INTRODUCTION: We report the outcome after vagus nerve stimulation (VNS) in children with secondary generalized epilepsy. METHODS: Twenty-four consecutive children with Lennox-Gastaut or Lennox-like syndrome under the age of 12 years by the time of surgery, who were implanted with a vagus nerve stimulator and had at least two years of postimplantation follow-up, were prospectively included in the study. The generator was turned on using 0.25 mA, 30 Hz, 500 µsec, 30 sec "on," 5 min "off" stimuli parameters; current was then increased by 0.25 mA every two weeks, until 3.5 mA was reached or adverse effects were noted. RESULTS: Magnetic resonance imaging was normal or showed atrophy in 13 children. Six children got an end-of-study (24 months) postimplantation video-electroencephalogram, and their findings were similar to those before VNS. Quality of life and health measures improved in up to 50% (mean = 25%) in 20 children. Attention was noted to improve in 21 out of the 24 children. Final intensity parameters ranged from 2 to 3.5 mA (mean = 3.1 mA). An implantation effect was noted in 14 out of the 24 children, and lasted a mean of 20.2 days. There were 47 seizure types among the 24 children. An at least 50% seizure frequency reduction was noted in 35 seizure types and 17 seizure types disappeared after VNS. Atypical absence, myoclonic and generalized tonic-clonic seizures were significantly reduced by VNS; tonic and atonic seizures did not improve. Transient seizure frequency worsening was noted in ten of the 24 children, at a mean of 3.1 mA. DISCUSSION: Our study showed that VNS was effective in reducing atypical absence, generalized tonic-clonic, and myoclonic seizures (but not atonic or tonic seizures) in children with Lennox-Gastaut or Lennox-like syndrome. A concomitant improvement in attention level and quality of life and health also was noted. Secondary generalized epilepsy represents a subset of good candidates for VNS.

Long-term outcome after callosotomy or vagus nerve stimulation in consecutive prospective cohorts of children with Lennox-Gastaut or Lennox-like syndrome and non-specific MRI findings.

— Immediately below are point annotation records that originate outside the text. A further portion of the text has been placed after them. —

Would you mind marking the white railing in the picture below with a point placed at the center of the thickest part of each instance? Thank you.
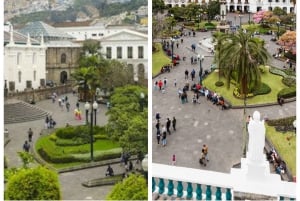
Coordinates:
(166, 176)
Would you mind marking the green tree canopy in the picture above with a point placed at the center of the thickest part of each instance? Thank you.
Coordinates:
(132, 188)
(33, 184)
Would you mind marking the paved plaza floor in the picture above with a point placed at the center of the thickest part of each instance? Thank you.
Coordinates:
(70, 182)
(204, 123)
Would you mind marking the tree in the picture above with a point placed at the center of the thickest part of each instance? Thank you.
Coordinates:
(132, 188)
(241, 55)
(33, 184)
(127, 121)
(158, 6)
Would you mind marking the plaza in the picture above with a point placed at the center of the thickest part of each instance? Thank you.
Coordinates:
(204, 123)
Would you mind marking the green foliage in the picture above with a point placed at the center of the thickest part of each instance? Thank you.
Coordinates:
(288, 81)
(287, 92)
(219, 83)
(262, 89)
(33, 184)
(26, 158)
(127, 121)
(132, 188)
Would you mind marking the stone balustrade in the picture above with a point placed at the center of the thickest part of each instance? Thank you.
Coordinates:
(189, 183)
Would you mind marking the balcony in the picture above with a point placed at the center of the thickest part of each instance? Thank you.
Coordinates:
(189, 183)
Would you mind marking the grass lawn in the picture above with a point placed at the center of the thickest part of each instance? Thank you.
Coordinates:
(274, 82)
(100, 146)
(285, 148)
(159, 59)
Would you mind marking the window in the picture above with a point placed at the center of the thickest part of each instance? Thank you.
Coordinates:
(20, 76)
(34, 75)
(108, 52)
(129, 53)
(63, 58)
(119, 52)
(19, 58)
(34, 58)
(140, 52)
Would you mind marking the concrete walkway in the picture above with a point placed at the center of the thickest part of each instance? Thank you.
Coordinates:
(71, 181)
(204, 123)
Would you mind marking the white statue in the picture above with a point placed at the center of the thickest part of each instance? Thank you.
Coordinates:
(256, 130)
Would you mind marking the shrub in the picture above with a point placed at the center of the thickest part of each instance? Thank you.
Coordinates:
(263, 89)
(33, 184)
(289, 81)
(219, 83)
(287, 92)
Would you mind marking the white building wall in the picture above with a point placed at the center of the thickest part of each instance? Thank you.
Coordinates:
(133, 41)
(254, 4)
(25, 66)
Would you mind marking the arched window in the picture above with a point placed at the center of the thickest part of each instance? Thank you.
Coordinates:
(18, 58)
(63, 58)
(20, 76)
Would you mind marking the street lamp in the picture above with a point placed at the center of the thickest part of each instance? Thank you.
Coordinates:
(145, 166)
(88, 107)
(95, 107)
(142, 96)
(278, 24)
(201, 59)
(240, 16)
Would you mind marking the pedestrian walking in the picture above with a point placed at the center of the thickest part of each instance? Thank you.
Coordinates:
(173, 159)
(164, 136)
(68, 106)
(168, 125)
(186, 74)
(30, 134)
(26, 146)
(205, 151)
(158, 136)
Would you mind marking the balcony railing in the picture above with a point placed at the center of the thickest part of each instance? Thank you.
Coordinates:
(199, 184)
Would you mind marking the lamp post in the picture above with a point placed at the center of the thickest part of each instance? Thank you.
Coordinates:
(95, 107)
(87, 107)
(240, 16)
(201, 59)
(145, 166)
(278, 24)
(142, 96)
(249, 22)
(90, 107)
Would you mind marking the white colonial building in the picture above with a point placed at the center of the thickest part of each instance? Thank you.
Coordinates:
(251, 6)
(130, 47)
(24, 61)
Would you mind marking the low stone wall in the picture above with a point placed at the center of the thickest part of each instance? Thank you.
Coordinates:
(39, 94)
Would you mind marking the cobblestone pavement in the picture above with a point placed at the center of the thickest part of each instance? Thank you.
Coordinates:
(204, 123)
(71, 181)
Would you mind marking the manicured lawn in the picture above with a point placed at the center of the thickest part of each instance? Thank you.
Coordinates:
(159, 59)
(285, 148)
(274, 82)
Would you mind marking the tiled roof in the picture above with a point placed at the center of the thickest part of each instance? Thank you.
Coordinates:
(36, 29)
(18, 38)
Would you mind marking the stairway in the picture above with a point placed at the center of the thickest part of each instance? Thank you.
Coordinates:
(18, 111)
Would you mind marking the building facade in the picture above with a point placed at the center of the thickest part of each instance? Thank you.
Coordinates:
(24, 62)
(129, 47)
(243, 6)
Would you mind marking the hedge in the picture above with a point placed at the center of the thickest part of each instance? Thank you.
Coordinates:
(287, 92)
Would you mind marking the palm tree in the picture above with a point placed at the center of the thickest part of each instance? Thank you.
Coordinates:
(240, 57)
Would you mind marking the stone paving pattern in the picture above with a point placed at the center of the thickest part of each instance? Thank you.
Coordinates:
(204, 123)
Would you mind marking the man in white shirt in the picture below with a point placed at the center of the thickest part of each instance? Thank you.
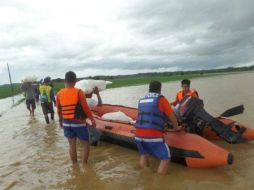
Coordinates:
(90, 101)
(95, 134)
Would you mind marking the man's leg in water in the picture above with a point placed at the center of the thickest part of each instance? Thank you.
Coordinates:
(44, 108)
(33, 107)
(86, 150)
(163, 167)
(73, 150)
(28, 106)
(144, 161)
(51, 110)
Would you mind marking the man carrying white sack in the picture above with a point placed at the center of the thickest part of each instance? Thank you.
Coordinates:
(90, 101)
(29, 89)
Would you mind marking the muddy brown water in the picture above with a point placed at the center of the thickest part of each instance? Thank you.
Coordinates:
(35, 156)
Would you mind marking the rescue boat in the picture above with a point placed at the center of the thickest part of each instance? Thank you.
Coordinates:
(186, 148)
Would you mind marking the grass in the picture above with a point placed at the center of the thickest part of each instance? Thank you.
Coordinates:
(5, 90)
(134, 81)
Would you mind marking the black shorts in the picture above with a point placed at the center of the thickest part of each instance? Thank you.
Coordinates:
(30, 103)
(47, 108)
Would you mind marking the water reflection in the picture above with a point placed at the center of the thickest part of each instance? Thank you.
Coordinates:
(35, 155)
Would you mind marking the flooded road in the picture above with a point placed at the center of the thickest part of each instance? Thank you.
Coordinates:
(35, 155)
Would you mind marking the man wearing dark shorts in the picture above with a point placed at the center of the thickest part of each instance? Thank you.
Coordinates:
(73, 111)
(47, 98)
(153, 112)
(29, 89)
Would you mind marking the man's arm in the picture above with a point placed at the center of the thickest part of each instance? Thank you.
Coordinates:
(175, 102)
(52, 96)
(96, 91)
(23, 86)
(82, 99)
(59, 111)
(164, 106)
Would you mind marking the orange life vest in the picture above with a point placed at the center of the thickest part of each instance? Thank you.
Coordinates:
(70, 107)
(191, 92)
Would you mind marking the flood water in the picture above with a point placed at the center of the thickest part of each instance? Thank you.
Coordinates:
(34, 155)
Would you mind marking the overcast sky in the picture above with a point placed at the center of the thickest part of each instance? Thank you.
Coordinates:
(109, 37)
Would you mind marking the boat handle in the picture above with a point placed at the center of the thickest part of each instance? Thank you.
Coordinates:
(108, 127)
(133, 131)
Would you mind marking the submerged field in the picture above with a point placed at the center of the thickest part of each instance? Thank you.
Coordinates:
(6, 91)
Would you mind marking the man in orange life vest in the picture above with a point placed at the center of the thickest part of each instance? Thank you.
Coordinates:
(153, 112)
(186, 91)
(73, 111)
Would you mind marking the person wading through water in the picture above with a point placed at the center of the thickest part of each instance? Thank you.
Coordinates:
(153, 112)
(73, 111)
(47, 98)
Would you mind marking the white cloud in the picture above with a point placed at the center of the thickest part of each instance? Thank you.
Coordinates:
(123, 37)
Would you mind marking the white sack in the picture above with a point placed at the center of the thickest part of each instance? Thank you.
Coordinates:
(30, 79)
(88, 85)
(120, 116)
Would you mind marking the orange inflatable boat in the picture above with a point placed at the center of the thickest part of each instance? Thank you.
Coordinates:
(189, 149)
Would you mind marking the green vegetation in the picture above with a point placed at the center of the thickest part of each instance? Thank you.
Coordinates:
(139, 80)
(6, 91)
(136, 79)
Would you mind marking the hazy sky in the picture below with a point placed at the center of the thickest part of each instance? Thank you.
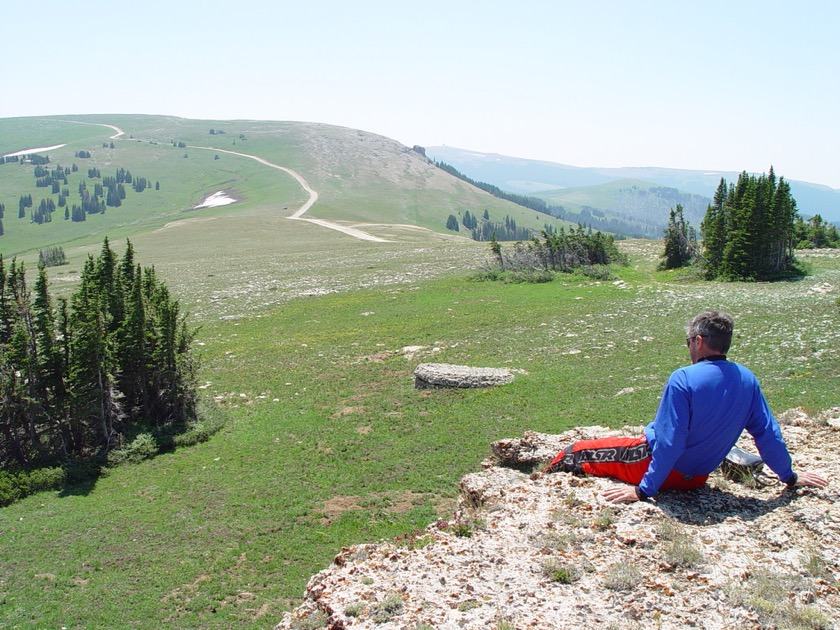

PURPOSE: There is currently no resective (potentially curative) surgical option that is useful in patients with Lennox-Gastaut syndrome. Palliative procedures such as callosotomy (Cx), vagus nerve stimulation (VNS) or deep brain stimulation have been offered. We compared the outcomes after Cx or VNS in two consecutive prospective cohorts of patients with generalised epilepsy. METHODS: Twenty-four patients underwent callosotomy from 2006 to 2007 (Group 1); 20 additional patients were submitted to VNS from 2008 to 2009 (Group 2). They had generalised epilepsy of the Lennox-Gastaut or Lennox-like type. They were submitted to a neurological interview and examination, interictal and ictal video-EEG, high resolution 1.5T MRI, and cognitive and quality of life evaluations. The two-year post-operative follow-up results were evaluated for each patient. RESULTS: The final mean stimuli intensity was 3.0 mA in the Group 2 patients. Seizure-free patients accounted for 10% in Group 1 and none in Group 2. Ten and sixteen percent of the Group 1 and 2 patients, respectively, were non-responders. Improvements in attention and quality of life were noted in 85% of both Group 1 and 2 patients. Rupture of the secondary bilateral synchrony was noted in 85% of Group 1 patients; there was no EEG modification after VNS in Group 2. Both procedures were effective regarding the control of atypical absences and generalised tonic-clonic seizures. Both procedures were not effective in controlling tonic seizures. Callosotomy was very effective in reducing the frequency of atonic seizures, but VNS was ineffective. In contrast, callosotomy was not effective in reducing myoclonic seizures, whereas VNS was. DISCUSSION: Callosotomy might be preferred as the primary treatment in children with Lennox-Gastaut syndrome, and no specific findings on MRI if atonic seizures prevail in the patient's clinical picture; when myoclonic seizures prevail, the same might hold true in favour of VNS. When atypical absence or generalised tonic-clonic seizures are the main concern, although both procedures carry similar effectiveness, VNS might be considered a good option as an initial approach, taking into account the adverse event profile. Patients should be advised that both procedures are not very effective in the treatment of tonic seizures.